En Cádiz, el Ayuntamiento ha presentado una campaña específica con el lema «No es un juego pero hay mucho en juego». La ciudad ya contaba con una ordenanza de movilidad que incluía normas para patinetes (prohibición de circular por zonas peatonales, restricciones para menores de 15 años, prohibición de llevar acompañante o de usar el móvil y auriculares), pero desde enero de 2026 incorpora las exigencias nacionales de matrícula y seguro obligatorio. Tras una fase informativa durante abril y mayo, las sanciones por circular sin matrícula alcanzarán los 200 euros y por hacerlo sin seguro los 350 euros, con posible retirada del vehículo.
En todos estos casos, los ayuntamientos combinan campañas divulgativas en institutos, medios de comunicación y redes sociales con operativos de control en la vía pública. La idea es que los usuarios tengan claro que el patinete eléctrico no es un juguete, sino un medio de transporte sujeto a reglas y responsabilidades similares a las de otros vehículos.
Regularización pendiente y retos de la nueva normativa
Pese a la claridad del nuevo marco legal, los datos sobre registros y seguros muestran que el proceso de regularización está lejos de completarse. El contraste entre los millones de patinetes que circulan por las ciudades españolas y las escasas centenas de miles de vehículos dados de alta en el registro estatal revela una brecha considerable.
Este desfase tiene varias lecturas.
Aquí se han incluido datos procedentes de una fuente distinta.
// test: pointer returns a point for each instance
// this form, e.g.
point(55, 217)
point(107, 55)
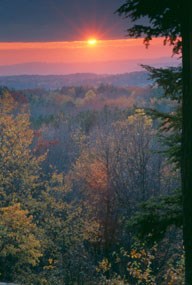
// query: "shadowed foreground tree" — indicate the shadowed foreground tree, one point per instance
point(172, 20)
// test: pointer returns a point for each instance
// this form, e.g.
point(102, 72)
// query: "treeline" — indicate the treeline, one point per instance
point(75, 170)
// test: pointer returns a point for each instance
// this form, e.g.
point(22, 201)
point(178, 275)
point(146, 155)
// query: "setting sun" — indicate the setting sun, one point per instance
point(92, 42)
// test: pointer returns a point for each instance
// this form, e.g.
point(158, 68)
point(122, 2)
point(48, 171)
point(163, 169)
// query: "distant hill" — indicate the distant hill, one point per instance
point(139, 78)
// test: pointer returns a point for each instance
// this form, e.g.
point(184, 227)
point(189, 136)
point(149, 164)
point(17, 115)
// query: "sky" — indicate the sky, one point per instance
point(57, 31)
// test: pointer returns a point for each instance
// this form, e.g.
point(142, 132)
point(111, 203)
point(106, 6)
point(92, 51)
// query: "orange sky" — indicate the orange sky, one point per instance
point(80, 51)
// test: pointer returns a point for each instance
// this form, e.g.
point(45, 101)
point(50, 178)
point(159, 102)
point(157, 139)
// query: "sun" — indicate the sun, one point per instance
point(92, 42)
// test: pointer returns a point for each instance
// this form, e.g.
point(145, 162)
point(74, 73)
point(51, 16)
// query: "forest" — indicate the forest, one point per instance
point(90, 184)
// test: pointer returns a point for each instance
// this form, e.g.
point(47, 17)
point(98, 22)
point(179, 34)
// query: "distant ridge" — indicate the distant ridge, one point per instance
point(138, 78)
point(108, 67)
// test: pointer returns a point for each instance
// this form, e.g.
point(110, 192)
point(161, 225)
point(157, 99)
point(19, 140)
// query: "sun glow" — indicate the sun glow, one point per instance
point(92, 42)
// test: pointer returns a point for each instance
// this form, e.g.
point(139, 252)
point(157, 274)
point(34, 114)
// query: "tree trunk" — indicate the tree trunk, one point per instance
point(186, 166)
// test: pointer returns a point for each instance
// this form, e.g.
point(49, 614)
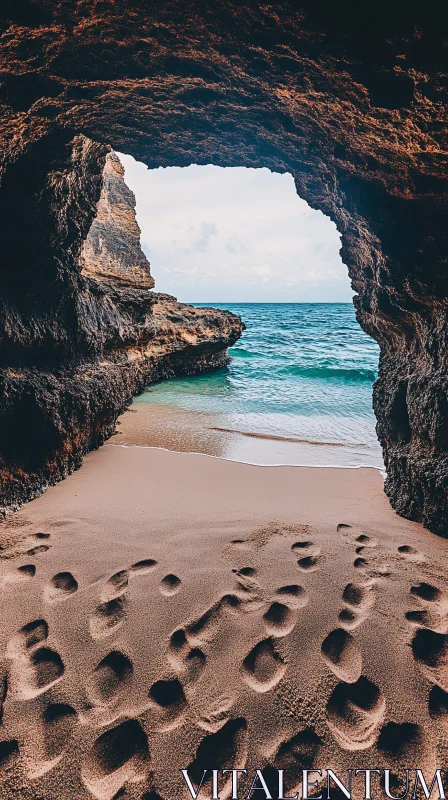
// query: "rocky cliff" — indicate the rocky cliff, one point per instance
point(348, 97)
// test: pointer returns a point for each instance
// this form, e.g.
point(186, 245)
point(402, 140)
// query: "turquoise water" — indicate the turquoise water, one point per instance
point(299, 386)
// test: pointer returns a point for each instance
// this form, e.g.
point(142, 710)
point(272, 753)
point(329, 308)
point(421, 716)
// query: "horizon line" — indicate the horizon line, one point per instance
point(276, 302)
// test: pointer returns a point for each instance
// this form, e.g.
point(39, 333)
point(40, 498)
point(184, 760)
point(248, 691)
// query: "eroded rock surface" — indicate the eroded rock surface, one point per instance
point(349, 98)
point(80, 353)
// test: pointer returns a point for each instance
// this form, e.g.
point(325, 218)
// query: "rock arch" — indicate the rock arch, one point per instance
point(347, 99)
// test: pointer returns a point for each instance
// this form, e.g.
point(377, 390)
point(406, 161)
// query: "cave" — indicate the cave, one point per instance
point(348, 99)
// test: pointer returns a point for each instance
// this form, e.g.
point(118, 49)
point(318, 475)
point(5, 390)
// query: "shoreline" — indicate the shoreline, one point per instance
point(175, 605)
point(109, 443)
point(178, 429)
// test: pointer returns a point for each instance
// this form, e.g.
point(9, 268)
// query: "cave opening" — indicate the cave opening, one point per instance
point(298, 387)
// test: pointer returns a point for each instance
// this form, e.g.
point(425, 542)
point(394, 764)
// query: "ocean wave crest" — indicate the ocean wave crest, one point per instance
point(333, 373)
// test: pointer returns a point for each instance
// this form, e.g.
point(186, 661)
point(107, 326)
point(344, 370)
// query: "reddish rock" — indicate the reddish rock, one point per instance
point(347, 97)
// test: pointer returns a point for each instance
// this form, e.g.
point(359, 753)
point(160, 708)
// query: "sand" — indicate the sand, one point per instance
point(152, 424)
point(167, 610)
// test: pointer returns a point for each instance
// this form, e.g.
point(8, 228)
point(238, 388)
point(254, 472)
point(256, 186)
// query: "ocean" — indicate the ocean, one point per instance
point(298, 390)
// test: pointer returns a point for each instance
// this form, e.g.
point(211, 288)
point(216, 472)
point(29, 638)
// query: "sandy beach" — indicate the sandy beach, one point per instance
point(163, 610)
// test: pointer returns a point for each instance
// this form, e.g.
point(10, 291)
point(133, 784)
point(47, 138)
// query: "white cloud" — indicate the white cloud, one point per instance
point(235, 234)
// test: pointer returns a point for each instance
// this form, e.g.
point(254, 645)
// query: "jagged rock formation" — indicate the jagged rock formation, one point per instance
point(112, 249)
point(77, 357)
point(349, 98)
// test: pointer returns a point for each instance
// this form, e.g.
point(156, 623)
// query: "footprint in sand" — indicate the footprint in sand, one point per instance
point(432, 612)
point(342, 654)
point(309, 555)
point(398, 741)
point(205, 628)
point(245, 580)
point(358, 598)
point(309, 563)
point(430, 651)
point(241, 544)
point(169, 704)
point(119, 755)
point(365, 541)
point(9, 753)
point(226, 748)
point(184, 659)
point(354, 714)
point(410, 553)
point(40, 548)
point(3, 693)
point(279, 619)
point(293, 595)
point(52, 734)
point(61, 585)
point(298, 753)
point(144, 567)
point(110, 679)
point(107, 617)
point(170, 585)
point(35, 667)
point(426, 618)
point(349, 619)
point(427, 592)
point(111, 612)
point(18, 576)
point(217, 714)
point(115, 587)
point(263, 667)
point(438, 706)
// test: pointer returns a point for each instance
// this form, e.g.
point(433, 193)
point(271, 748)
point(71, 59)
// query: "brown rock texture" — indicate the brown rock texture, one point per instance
point(347, 97)
point(112, 249)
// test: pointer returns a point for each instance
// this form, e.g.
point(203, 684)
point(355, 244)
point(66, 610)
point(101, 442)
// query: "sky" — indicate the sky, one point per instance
point(215, 234)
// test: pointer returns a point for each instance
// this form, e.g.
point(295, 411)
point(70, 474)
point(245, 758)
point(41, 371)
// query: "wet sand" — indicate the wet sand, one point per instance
point(162, 610)
point(180, 430)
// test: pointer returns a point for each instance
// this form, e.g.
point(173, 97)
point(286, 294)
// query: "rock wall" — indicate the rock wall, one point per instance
point(347, 97)
point(76, 349)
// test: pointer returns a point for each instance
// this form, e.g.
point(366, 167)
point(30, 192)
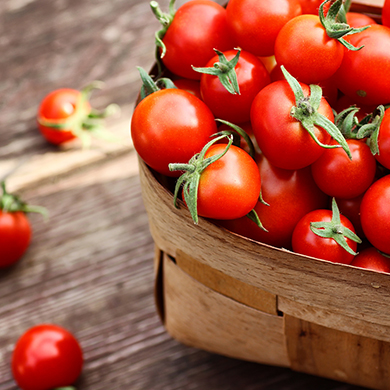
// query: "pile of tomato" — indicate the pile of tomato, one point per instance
point(272, 118)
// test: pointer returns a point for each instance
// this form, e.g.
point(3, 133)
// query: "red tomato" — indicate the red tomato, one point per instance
point(58, 107)
point(357, 19)
point(371, 258)
point(45, 357)
point(364, 75)
point(386, 13)
point(375, 214)
point(305, 242)
point(384, 141)
point(339, 176)
point(306, 51)
point(198, 27)
point(15, 236)
point(252, 76)
point(282, 138)
point(230, 187)
point(351, 209)
point(254, 24)
point(290, 195)
point(312, 6)
point(170, 126)
point(191, 86)
point(329, 88)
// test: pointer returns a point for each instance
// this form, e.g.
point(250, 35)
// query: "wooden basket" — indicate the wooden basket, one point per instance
point(221, 292)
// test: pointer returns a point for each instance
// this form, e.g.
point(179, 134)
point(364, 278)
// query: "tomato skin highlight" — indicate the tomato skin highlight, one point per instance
point(375, 214)
point(339, 176)
point(230, 187)
point(290, 195)
point(15, 237)
point(282, 138)
point(59, 104)
point(45, 357)
point(364, 75)
point(170, 126)
point(252, 76)
point(304, 48)
point(198, 27)
point(254, 24)
point(371, 258)
point(305, 242)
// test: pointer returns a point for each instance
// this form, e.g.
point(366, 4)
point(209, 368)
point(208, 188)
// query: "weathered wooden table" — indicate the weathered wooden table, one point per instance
point(90, 266)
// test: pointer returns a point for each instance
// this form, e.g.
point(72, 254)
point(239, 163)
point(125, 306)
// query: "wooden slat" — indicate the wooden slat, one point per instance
point(342, 289)
point(338, 355)
point(224, 284)
point(202, 318)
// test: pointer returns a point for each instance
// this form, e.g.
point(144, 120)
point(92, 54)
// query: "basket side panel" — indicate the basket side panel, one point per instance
point(200, 317)
point(333, 354)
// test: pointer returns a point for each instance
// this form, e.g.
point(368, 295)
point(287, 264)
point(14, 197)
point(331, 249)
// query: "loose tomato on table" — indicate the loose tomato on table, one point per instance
point(170, 126)
point(15, 228)
point(190, 34)
point(250, 76)
point(327, 235)
point(65, 114)
point(287, 196)
point(254, 24)
point(46, 357)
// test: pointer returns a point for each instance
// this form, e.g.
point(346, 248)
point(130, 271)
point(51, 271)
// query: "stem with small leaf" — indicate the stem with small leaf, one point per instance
point(306, 112)
point(335, 230)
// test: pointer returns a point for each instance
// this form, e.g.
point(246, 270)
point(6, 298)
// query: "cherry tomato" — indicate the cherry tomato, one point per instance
point(306, 50)
point(290, 195)
point(364, 75)
point(45, 357)
point(252, 76)
point(15, 236)
point(59, 106)
point(230, 187)
point(254, 24)
point(170, 126)
point(386, 13)
point(198, 27)
point(384, 141)
point(281, 138)
point(305, 242)
point(371, 258)
point(357, 19)
point(375, 214)
point(339, 176)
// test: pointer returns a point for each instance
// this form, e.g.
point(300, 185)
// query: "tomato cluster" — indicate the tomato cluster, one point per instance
point(302, 88)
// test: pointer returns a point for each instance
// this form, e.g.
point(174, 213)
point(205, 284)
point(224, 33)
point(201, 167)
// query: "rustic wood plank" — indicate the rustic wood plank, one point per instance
point(338, 355)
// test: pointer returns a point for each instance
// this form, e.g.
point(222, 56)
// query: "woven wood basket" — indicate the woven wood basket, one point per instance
point(227, 294)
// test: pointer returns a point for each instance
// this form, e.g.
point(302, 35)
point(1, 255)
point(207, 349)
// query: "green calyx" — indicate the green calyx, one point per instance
point(335, 230)
point(10, 203)
point(85, 122)
point(306, 112)
point(165, 19)
point(368, 128)
point(189, 180)
point(225, 71)
point(335, 23)
point(150, 86)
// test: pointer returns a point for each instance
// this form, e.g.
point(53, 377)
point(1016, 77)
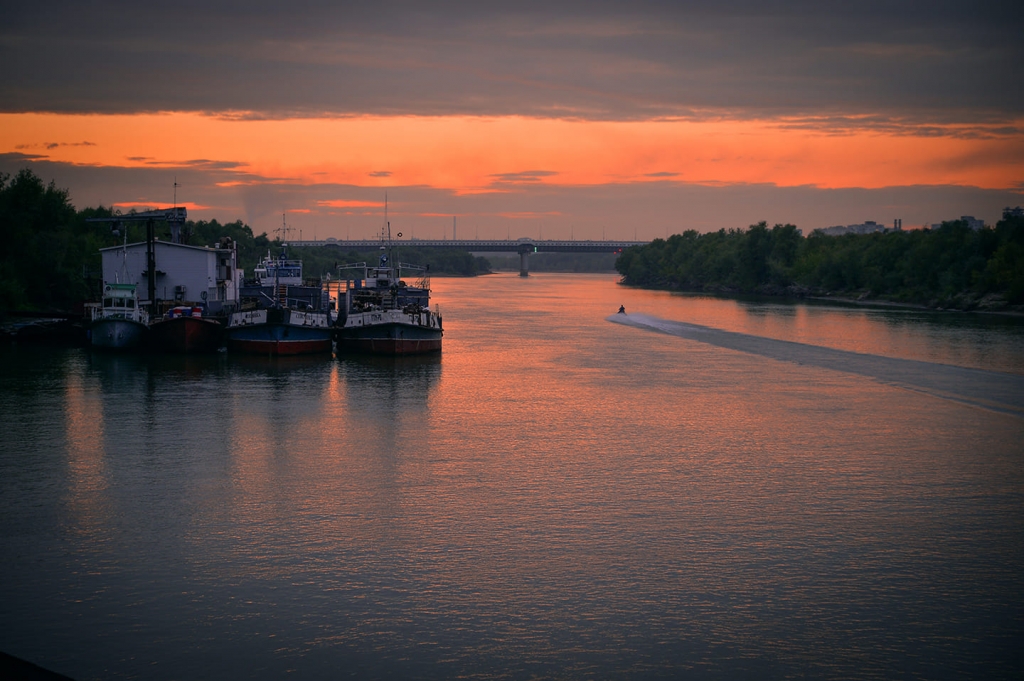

Por un lado, se habla de una cierta saturación inicial de los sistemas de la DGT por el volumen de solicitudes para registrar y asegurar los patinetes, especialmente en los primeros meses de 2026. Por otro, sigue existiendo una sensación de impunidad entre muchos usuarios que creen que es improbable ser parados por la policía o que la obligatoriedad del seguro es una recomendación y no una exigencia firme.
Los expertos advierten de que el verdadero problema no es solo la multa, sino la exposición económica en caso de accidente. Un atropello con lesiones graves o daños materiales importantes puede traducirse en indemnizaciones elevadas que, sin un seguro de responsabilidad civil, recaen directamente sobre el patrimonio presente y futuro del conductor. A ello se suma el riesgo de responsabilidades penales en los supuestos más graves.
Al mismo tiempo, la normativa de 2026 se considera un paso intermedio en un proceso que probablemente seguirá evolucionando. Se habla ya de la posibilidad de introducir sistemas de geolocalización o limitadores de velocidad automáticos en determinadas zonas, de armonizar aún más las normas municipales para reducir disparidades entre ciudades y de seguir desarrollando infraestructuras específicas (carriles segregados, aparcamientos para VMP, señalización adaptada, etc.).
En este contexto, quien utiliza el patinete a diario para ir al trabajo, al instituto o moverse por la ciudad tiene cada vez menos margen para la improvisación: conocer la normativa estatal, cumplir con el registro y el seguro, y respetar las ordenanzas locales se ha convertido en la única forma de disfrutar de este medio de transporte sin sobresaltos legales ni económicos, contribuyendo de paso a una convivencia más segura con peatones, ciclistas y resto de vehículos.